1. The app would have to be told which communications method I prefer
2. The app would have to TURN OFF notifications for the next batch of dry cleaning.
I hold that #2 is where there is tons of room for innovation in the way we do business in the future. I don’t want to ever here from my dry cleaner for the normal batch of clothes, and frankly, I’d consider it a giant nuisance to have to install an app, accept updates and avoid the frequent pings about a sale on tuxedo cleanings.
I want my smart device to know that a reminder or task is vital and track me down.. then I want it to sit idle forever unless I have something like the suit incident come up again.
The value to me is small.
The value to the dry cleaner can be immense.
If a service business can make their best customer ecstatic about service, they will stick around, pay premium prices and tell others. The first dry cleaner to get a suit to me when I forget is going to be remembered like the Nordstrom that took back snow tires.
In the past the technology wouldn’t allow this sort of personalization. Presently, we have some limits. In the future, there will be many more opportunities for.
- An App that hides apps until you search and then takes over to get it out of the archive.

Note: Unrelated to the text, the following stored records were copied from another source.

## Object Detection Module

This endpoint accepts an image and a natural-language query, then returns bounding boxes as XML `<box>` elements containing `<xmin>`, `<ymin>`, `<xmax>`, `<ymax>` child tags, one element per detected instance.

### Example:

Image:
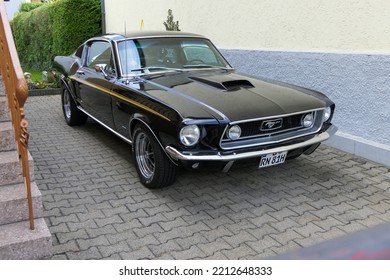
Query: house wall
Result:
<box><xmin>4</xmin><ymin>0</ymin><xmax>26</xmax><ymax>20</ymax></box>
<box><xmin>105</xmin><ymin>0</ymin><xmax>390</xmax><ymax>165</ymax></box>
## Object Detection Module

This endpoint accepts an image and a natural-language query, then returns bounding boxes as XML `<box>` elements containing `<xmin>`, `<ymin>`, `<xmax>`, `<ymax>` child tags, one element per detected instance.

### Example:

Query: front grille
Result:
<box><xmin>238</xmin><ymin>114</ymin><xmax>305</xmax><ymax>138</ymax></box>
<box><xmin>221</xmin><ymin>109</ymin><xmax>324</xmax><ymax>149</ymax></box>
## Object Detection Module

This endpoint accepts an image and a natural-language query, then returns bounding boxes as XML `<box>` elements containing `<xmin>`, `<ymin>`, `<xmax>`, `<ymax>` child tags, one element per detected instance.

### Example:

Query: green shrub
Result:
<box><xmin>11</xmin><ymin>0</ymin><xmax>101</xmax><ymax>71</ymax></box>
<box><xmin>19</xmin><ymin>2</ymin><xmax>45</xmax><ymax>12</ymax></box>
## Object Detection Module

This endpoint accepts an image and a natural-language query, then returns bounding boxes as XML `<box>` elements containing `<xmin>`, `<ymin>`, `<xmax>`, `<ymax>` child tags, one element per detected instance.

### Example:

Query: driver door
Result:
<box><xmin>76</xmin><ymin>41</ymin><xmax>116</xmax><ymax>128</ymax></box>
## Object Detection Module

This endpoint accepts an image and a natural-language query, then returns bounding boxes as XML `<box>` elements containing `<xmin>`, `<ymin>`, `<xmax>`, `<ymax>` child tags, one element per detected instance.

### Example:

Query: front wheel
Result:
<box><xmin>61</xmin><ymin>85</ymin><xmax>88</xmax><ymax>126</ymax></box>
<box><xmin>133</xmin><ymin>124</ymin><xmax>177</xmax><ymax>189</ymax></box>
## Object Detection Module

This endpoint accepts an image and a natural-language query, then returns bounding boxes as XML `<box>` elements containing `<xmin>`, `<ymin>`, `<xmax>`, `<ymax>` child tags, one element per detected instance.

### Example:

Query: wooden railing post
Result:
<box><xmin>0</xmin><ymin>0</ymin><xmax>34</xmax><ymax>230</ymax></box>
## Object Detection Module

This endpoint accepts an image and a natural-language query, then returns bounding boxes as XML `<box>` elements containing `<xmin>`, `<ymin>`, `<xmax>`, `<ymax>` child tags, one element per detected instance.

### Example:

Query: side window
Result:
<box><xmin>86</xmin><ymin>41</ymin><xmax>115</xmax><ymax>74</ymax></box>
<box><xmin>74</xmin><ymin>45</ymin><xmax>84</xmax><ymax>59</ymax></box>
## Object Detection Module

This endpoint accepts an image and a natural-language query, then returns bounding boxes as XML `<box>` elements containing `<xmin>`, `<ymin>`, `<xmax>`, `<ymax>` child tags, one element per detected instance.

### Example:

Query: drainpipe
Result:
<box><xmin>100</xmin><ymin>0</ymin><xmax>106</xmax><ymax>34</ymax></box>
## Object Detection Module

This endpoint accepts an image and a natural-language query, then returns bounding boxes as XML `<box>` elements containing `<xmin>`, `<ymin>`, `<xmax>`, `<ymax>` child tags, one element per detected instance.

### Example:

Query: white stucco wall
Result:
<box><xmin>105</xmin><ymin>0</ymin><xmax>390</xmax><ymax>53</ymax></box>
<box><xmin>4</xmin><ymin>0</ymin><xmax>25</xmax><ymax>20</ymax></box>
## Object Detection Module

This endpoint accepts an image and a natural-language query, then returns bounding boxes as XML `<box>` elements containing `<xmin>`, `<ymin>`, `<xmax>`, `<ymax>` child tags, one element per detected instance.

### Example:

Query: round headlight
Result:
<box><xmin>323</xmin><ymin>107</ymin><xmax>332</xmax><ymax>122</ymax></box>
<box><xmin>302</xmin><ymin>113</ymin><xmax>314</xmax><ymax>127</ymax></box>
<box><xmin>180</xmin><ymin>125</ymin><xmax>200</xmax><ymax>147</ymax></box>
<box><xmin>227</xmin><ymin>125</ymin><xmax>241</xmax><ymax>140</ymax></box>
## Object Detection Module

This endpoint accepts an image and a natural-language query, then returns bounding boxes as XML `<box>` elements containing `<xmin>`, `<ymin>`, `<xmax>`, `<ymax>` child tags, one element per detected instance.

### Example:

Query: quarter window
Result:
<box><xmin>86</xmin><ymin>41</ymin><xmax>115</xmax><ymax>74</ymax></box>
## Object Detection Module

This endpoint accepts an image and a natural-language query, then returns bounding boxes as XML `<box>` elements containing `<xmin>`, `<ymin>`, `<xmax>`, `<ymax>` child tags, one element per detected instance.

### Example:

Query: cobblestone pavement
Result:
<box><xmin>26</xmin><ymin>95</ymin><xmax>390</xmax><ymax>259</ymax></box>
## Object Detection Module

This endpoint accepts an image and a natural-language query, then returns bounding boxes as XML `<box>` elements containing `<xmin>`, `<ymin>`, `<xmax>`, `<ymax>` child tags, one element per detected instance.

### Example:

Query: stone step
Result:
<box><xmin>0</xmin><ymin>75</ymin><xmax>5</xmax><ymax>96</ymax></box>
<box><xmin>0</xmin><ymin>151</ymin><xmax>34</xmax><ymax>187</ymax></box>
<box><xmin>0</xmin><ymin>96</ymin><xmax>11</xmax><ymax>122</ymax></box>
<box><xmin>0</xmin><ymin>122</ymin><xmax>16</xmax><ymax>152</ymax></box>
<box><xmin>0</xmin><ymin>182</ymin><xmax>43</xmax><ymax>225</ymax></box>
<box><xmin>0</xmin><ymin>218</ymin><xmax>52</xmax><ymax>260</ymax></box>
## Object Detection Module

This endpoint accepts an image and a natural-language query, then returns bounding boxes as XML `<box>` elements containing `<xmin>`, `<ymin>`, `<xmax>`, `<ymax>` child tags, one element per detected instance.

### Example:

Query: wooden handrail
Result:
<box><xmin>0</xmin><ymin>0</ymin><xmax>34</xmax><ymax>230</ymax></box>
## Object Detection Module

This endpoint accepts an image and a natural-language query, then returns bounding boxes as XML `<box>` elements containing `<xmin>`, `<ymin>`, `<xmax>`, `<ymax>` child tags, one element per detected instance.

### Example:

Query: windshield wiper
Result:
<box><xmin>183</xmin><ymin>64</ymin><xmax>234</xmax><ymax>71</ymax></box>
<box><xmin>130</xmin><ymin>66</ymin><xmax>184</xmax><ymax>74</ymax></box>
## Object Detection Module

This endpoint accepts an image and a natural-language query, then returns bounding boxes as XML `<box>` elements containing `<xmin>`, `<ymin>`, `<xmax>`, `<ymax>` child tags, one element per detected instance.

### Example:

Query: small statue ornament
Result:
<box><xmin>164</xmin><ymin>9</ymin><xmax>180</xmax><ymax>31</ymax></box>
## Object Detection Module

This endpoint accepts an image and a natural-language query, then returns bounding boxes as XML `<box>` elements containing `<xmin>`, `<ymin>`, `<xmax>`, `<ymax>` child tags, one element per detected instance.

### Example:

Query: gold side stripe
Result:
<box><xmin>72</xmin><ymin>77</ymin><xmax>171</xmax><ymax>121</ymax></box>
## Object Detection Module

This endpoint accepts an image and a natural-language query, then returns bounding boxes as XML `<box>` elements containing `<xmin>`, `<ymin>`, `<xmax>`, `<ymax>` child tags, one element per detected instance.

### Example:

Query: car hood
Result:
<box><xmin>140</xmin><ymin>71</ymin><xmax>329</xmax><ymax>122</ymax></box>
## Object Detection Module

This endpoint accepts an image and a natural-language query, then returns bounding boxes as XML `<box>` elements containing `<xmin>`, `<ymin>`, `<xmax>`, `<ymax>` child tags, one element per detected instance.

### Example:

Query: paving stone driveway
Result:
<box><xmin>26</xmin><ymin>95</ymin><xmax>390</xmax><ymax>259</ymax></box>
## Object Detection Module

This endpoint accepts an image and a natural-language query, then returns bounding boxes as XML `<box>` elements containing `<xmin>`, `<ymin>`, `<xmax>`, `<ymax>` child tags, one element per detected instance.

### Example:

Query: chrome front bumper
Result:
<box><xmin>165</xmin><ymin>125</ymin><xmax>337</xmax><ymax>161</ymax></box>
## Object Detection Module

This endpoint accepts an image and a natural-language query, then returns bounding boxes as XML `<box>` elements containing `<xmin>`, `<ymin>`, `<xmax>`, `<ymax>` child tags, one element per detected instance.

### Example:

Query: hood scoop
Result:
<box><xmin>190</xmin><ymin>76</ymin><xmax>254</xmax><ymax>91</ymax></box>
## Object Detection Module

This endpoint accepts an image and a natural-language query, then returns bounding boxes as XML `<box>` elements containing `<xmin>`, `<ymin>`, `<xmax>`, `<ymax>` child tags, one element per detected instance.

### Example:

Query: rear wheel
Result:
<box><xmin>61</xmin><ymin>85</ymin><xmax>88</xmax><ymax>126</ymax></box>
<box><xmin>133</xmin><ymin>124</ymin><xmax>177</xmax><ymax>189</ymax></box>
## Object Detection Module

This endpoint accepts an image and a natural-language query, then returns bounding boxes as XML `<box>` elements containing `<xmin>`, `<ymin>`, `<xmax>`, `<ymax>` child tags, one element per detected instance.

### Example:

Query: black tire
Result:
<box><xmin>133</xmin><ymin>124</ymin><xmax>177</xmax><ymax>189</ymax></box>
<box><xmin>61</xmin><ymin>86</ymin><xmax>88</xmax><ymax>126</ymax></box>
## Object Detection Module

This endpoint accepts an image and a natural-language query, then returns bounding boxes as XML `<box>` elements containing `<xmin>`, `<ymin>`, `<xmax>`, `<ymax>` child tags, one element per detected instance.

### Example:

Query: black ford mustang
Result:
<box><xmin>55</xmin><ymin>32</ymin><xmax>337</xmax><ymax>188</ymax></box>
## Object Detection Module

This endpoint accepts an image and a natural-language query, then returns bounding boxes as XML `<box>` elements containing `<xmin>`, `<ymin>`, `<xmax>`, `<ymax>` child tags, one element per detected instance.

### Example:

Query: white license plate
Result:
<box><xmin>259</xmin><ymin>152</ymin><xmax>287</xmax><ymax>168</ymax></box>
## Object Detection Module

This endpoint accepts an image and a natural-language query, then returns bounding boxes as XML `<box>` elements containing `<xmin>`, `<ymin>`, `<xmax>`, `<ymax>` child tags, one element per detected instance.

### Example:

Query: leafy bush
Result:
<box><xmin>19</xmin><ymin>2</ymin><xmax>45</xmax><ymax>12</ymax></box>
<box><xmin>11</xmin><ymin>0</ymin><xmax>101</xmax><ymax>71</ymax></box>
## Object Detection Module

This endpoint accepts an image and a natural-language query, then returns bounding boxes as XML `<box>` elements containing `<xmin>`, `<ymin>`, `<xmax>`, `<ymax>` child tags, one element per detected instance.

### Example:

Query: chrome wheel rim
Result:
<box><xmin>134</xmin><ymin>132</ymin><xmax>155</xmax><ymax>179</ymax></box>
<box><xmin>63</xmin><ymin>90</ymin><xmax>72</xmax><ymax>119</ymax></box>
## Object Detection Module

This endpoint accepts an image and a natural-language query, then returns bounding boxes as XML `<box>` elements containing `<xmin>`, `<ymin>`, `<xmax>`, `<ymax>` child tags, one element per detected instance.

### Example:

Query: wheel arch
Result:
<box><xmin>129</xmin><ymin>114</ymin><xmax>178</xmax><ymax>165</ymax></box>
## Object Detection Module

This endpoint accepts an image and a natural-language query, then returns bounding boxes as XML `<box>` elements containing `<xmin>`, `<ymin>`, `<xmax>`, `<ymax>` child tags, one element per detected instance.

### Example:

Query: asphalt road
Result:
<box><xmin>26</xmin><ymin>95</ymin><xmax>390</xmax><ymax>260</ymax></box>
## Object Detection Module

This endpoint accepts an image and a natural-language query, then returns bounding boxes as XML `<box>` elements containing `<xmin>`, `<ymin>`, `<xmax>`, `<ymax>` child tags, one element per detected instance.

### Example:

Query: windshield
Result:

- Improved language recognition. Imagine SIRI knowing all your apps
- Coordination between apps so my wife picking up the dry cleaning take it out of my phone’ responsibilities
- Master rules about locations, times and priorities that my system follows (unless I say I want something else. (don’t let me forget, but never interrupt a meeting with Phil to tell me)
The future isn’t going to be about adding apps long. Right now, you can get a jump on the competition just by having a app Then we an put in all the hooks for smarter business, better customer experiences and new ways WOW our customers with fanatical customer service.